TORTORETO. Mentre l’Italia si divide sulle recenti parole del ministro Poletti sull’eccessiva lunghezza delle vacanze scolastiche estive, a Tortoreto e Alba Adriatica i tre mesi di stop con gli studenti a casa sono visti semplicemente come una manna dal cielo. Ledue città sono entrambe alle prese con lavori nelle scuole che possono eseguire solo a lezioni ferme.

Ieri, infatti, la giunta tortoretana del sindaco Alessandra Richi ha rassicurato i genitori degli alunni della scuola elementare e media del centro storico che «i lavori di adeguamento sismico dureranno 100 giorni e cominceranno al termine delle lezioni scolastiche. La decisione è stata presa concordemente con l’istituto comprensivo».
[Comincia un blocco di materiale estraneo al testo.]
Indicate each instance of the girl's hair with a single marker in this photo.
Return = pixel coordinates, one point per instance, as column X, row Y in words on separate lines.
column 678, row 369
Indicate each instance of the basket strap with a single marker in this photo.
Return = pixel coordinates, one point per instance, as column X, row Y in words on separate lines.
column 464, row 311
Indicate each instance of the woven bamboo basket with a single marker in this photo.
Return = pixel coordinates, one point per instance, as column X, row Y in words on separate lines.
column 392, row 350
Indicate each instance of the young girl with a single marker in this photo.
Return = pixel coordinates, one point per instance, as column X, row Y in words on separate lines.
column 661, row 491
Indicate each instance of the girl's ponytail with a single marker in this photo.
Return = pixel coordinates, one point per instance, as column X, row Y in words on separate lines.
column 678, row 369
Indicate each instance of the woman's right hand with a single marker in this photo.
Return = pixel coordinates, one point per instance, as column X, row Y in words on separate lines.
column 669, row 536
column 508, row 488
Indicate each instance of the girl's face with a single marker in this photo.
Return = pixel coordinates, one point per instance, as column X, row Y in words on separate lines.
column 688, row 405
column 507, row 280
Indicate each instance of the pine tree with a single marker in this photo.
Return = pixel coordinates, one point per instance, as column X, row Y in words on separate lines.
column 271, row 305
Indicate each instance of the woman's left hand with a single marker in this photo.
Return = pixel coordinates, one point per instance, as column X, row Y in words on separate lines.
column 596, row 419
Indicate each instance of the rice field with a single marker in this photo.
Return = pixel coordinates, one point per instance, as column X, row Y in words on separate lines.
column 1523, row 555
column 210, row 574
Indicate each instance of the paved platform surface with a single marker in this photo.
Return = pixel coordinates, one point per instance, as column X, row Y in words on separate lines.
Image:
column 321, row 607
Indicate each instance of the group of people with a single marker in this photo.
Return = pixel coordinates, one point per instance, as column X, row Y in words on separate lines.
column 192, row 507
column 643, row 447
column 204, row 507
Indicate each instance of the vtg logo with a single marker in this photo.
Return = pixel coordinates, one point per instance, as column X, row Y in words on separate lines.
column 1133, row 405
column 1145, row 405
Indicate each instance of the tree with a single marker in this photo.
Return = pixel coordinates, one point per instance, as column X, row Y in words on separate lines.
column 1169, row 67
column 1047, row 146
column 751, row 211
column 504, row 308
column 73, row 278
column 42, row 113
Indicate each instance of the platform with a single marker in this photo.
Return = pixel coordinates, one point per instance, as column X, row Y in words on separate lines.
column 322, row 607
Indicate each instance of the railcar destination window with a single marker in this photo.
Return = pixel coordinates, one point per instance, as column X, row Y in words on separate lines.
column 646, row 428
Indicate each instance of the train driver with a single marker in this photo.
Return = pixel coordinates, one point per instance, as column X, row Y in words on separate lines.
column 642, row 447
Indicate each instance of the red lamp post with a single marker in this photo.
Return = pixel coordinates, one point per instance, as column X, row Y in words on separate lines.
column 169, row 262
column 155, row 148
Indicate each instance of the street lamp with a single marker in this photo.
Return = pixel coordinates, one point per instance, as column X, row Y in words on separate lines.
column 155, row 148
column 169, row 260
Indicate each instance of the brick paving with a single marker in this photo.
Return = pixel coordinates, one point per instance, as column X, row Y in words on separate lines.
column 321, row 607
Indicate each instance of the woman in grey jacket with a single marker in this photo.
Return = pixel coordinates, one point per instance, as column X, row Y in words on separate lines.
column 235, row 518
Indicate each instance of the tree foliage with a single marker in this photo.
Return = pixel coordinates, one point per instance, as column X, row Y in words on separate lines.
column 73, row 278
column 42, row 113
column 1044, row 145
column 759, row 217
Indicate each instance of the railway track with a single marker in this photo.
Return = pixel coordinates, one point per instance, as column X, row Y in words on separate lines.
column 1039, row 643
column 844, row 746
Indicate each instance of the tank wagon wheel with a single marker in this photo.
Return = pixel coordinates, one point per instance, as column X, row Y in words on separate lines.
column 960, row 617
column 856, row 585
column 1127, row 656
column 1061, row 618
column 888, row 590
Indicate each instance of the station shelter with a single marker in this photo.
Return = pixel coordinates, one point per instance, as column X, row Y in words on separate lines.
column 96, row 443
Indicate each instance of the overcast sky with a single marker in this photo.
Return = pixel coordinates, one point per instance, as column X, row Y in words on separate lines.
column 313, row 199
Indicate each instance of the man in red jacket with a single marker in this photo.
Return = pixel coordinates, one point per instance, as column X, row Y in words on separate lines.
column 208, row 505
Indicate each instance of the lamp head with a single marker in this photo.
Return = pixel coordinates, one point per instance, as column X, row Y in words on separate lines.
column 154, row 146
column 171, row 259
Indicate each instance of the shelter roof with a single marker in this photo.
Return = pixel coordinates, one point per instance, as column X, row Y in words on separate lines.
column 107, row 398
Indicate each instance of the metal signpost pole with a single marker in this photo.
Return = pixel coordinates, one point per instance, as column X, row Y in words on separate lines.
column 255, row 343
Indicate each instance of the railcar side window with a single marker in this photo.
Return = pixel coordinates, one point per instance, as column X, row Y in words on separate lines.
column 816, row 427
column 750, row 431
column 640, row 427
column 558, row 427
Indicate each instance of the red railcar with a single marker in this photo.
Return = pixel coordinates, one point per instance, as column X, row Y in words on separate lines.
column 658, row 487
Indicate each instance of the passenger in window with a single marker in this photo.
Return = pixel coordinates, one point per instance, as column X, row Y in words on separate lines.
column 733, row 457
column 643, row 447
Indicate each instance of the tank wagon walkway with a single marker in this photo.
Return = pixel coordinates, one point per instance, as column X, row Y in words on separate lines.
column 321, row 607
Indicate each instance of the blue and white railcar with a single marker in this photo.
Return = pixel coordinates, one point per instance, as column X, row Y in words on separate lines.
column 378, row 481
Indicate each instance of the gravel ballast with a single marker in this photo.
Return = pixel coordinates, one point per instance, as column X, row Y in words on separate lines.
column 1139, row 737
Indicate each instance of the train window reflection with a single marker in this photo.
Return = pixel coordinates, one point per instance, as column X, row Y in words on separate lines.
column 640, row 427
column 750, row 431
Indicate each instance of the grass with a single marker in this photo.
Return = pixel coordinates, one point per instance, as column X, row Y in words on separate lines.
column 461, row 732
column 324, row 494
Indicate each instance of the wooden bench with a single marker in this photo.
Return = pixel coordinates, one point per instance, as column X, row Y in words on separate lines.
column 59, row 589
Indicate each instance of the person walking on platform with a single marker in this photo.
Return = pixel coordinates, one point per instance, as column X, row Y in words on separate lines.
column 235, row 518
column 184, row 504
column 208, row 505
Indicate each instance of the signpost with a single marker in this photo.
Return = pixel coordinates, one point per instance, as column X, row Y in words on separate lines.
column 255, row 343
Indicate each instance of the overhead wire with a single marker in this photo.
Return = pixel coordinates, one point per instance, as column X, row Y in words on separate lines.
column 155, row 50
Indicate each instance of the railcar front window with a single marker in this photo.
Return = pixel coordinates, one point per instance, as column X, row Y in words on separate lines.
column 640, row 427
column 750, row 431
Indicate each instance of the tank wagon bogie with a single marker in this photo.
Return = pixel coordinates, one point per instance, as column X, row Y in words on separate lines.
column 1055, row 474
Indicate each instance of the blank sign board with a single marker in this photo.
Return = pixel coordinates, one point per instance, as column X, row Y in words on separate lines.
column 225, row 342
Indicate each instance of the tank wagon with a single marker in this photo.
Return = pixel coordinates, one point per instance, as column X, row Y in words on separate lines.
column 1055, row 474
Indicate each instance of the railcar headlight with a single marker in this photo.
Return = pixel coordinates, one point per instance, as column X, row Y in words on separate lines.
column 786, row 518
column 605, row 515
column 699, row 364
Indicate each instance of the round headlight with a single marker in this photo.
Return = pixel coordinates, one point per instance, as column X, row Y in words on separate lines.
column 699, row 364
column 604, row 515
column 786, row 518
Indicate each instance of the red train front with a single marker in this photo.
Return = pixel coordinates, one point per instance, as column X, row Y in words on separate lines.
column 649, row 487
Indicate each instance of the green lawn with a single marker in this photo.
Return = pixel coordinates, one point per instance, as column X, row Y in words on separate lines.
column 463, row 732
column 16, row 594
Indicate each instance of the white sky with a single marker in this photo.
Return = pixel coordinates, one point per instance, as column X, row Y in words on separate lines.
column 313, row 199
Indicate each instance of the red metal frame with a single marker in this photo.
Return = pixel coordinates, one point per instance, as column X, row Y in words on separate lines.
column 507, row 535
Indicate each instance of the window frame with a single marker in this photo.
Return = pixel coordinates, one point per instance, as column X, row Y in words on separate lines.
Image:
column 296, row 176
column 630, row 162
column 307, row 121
Solo poche settimane fa, era toccato invece alla giunta albense del sindaco Tonia Piccioni incontrare i genitori ed il personale della scuola elementare del centro di Alba, prima per discutere dello stesso problema di incompatibilità tra i lavori e le lezioni, poi per comunicare la decisione di far partire i lavori in estate. Entrambi i lavori di adeguamento alla nuove norme antisismiche, sia quelli di Tortoreto che quelli di Alba Adriatica, infatti, sono finanziati dalla Regione, che ha però vincolato i fondi al rispetto di un rigido cronoprogramma che prevede l’avvio delle opere già ad aprile. Ma è impossibile lavorare sulle strutture portanti di un edificio mentre al suo interno degli studenti seguono le lezioni. Così è stato deciso di avviare le opere in estate, cercando di sbrigarsi il più possibile per finire entro la prima campanella del nuovo anno scolastico, cercando di limitare i disagi.

Nel caso dell’edificio tortoretano resta in dubbio quando e come sarà svolta la seconda parte dei lavori, quella di completamento, finanziata grazie al ribasso d’asta di 140 mila euro ottenuto con la gara d’appalto per l’adeguamento sismico. Il costo dell’intera opera è di 650mila euro, a cui la Regione ha partecipato per il 65% della spesa lasciando il resto ai fondi del Comune. (l.t.)